The Canadian government could help to advance this agenda by taken several important steps in the near term. First, would be to indicate its seriousness in tackling this daunting problem by issuing an Order in Council that authorizes an immediate, practical, and symbolically important step: to call for reversal of the location of the inspection functions along the major bridge and tunnel crossing between Ontario, New York, and Michigan and to allow the bi-national co-location of inspectors in North American ports of arrival. In the first instance, Canadian inspectors would move to the United States side of the border and U.S. inspectors would move to the Canadian side of the border so that cargo, people, and conveyances can be checked and cleared before they use bridge and tunnel infrastructure so critical to supporting our bilateral trade and tourism. In the second instance, U.S. and Canadian inspectors would work side-by-side inspecting shipments and enforcing their regulations for goods bound for their respective jurisdictions so this would not have to be accomplished at the border crossings.

Second, Revenue Canada and Canada Immigration Canada can go the next step in their innovative applications of technology to support the border management mission by embracing the use of biometrics—electronic fingerprint scans and eye-scans—for CANPASS and NEXUS identification cards. In addition, they can require the advance transmission of data on shipments and operators for those companies and conveyances who participate in the Self-Assessment Program. Finally, Revenue Canada should invest in gamma-ray container scanners that can be used in each of the major seaports and airports to facilitate rapid, non-intrusive, non-destructive inspections of cargo.

Next, Ottawa should support regional experimentation in prototype programs that support innovative approaches to achieving border management objectives. New England Governor Jeane Shaheen, for instance, is working to mobilize the Governors of northern New England to engage with the premiers of Quebec and the Eastern Maritime Provinces in developing private-public prototypes that can be put in place to validate legitimate cross-border commerce as legitimate. Federal agency regional directors should be given permission to actively participate and support these regional initiatives.
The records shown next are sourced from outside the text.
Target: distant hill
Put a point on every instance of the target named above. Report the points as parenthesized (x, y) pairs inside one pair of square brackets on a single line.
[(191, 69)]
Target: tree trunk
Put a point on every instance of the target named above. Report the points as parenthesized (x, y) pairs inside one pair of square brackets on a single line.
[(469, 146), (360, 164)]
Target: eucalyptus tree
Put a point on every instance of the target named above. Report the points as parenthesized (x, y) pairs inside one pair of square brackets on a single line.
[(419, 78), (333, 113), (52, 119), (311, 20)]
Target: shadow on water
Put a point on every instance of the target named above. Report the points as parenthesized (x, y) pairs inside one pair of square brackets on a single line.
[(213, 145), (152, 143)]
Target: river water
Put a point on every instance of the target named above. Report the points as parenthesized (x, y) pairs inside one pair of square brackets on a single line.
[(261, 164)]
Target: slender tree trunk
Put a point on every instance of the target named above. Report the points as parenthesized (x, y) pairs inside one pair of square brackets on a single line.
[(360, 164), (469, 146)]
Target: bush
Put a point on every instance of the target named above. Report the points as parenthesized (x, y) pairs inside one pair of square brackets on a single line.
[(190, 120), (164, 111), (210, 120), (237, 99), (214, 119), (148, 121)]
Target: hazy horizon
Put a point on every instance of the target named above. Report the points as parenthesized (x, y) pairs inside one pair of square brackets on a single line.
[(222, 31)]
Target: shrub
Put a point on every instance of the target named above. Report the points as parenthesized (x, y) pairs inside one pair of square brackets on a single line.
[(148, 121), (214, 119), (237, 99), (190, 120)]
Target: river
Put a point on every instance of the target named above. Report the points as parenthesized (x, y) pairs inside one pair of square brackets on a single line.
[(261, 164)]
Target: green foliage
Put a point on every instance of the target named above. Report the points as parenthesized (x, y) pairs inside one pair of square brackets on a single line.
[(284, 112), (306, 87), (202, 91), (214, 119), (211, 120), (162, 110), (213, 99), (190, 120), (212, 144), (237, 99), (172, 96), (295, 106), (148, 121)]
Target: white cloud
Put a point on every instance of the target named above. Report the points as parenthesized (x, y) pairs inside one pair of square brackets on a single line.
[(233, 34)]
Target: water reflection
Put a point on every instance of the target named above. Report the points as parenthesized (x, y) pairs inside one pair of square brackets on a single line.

Finally, as the chair of the G-8, Prime Minister Cretien should advance the “beyond border control” regime as vital to sustaining free trade and global prosperity. Specifically, the G-8 should adopt at their forthcoming meeting standards for advancing point of origin controls and enhanced security integrity within the international transport network system.

Ultimately getting border management right must not be about constructing barricades to fend off terrorists. Instead, its aim must be to identify and take the necessary steps to preserve a way of life that allows Canada and the United States to remain the open, prosperous, free, and globally-engaged societies that rightly inspires so many in this shrinking and dangerous world.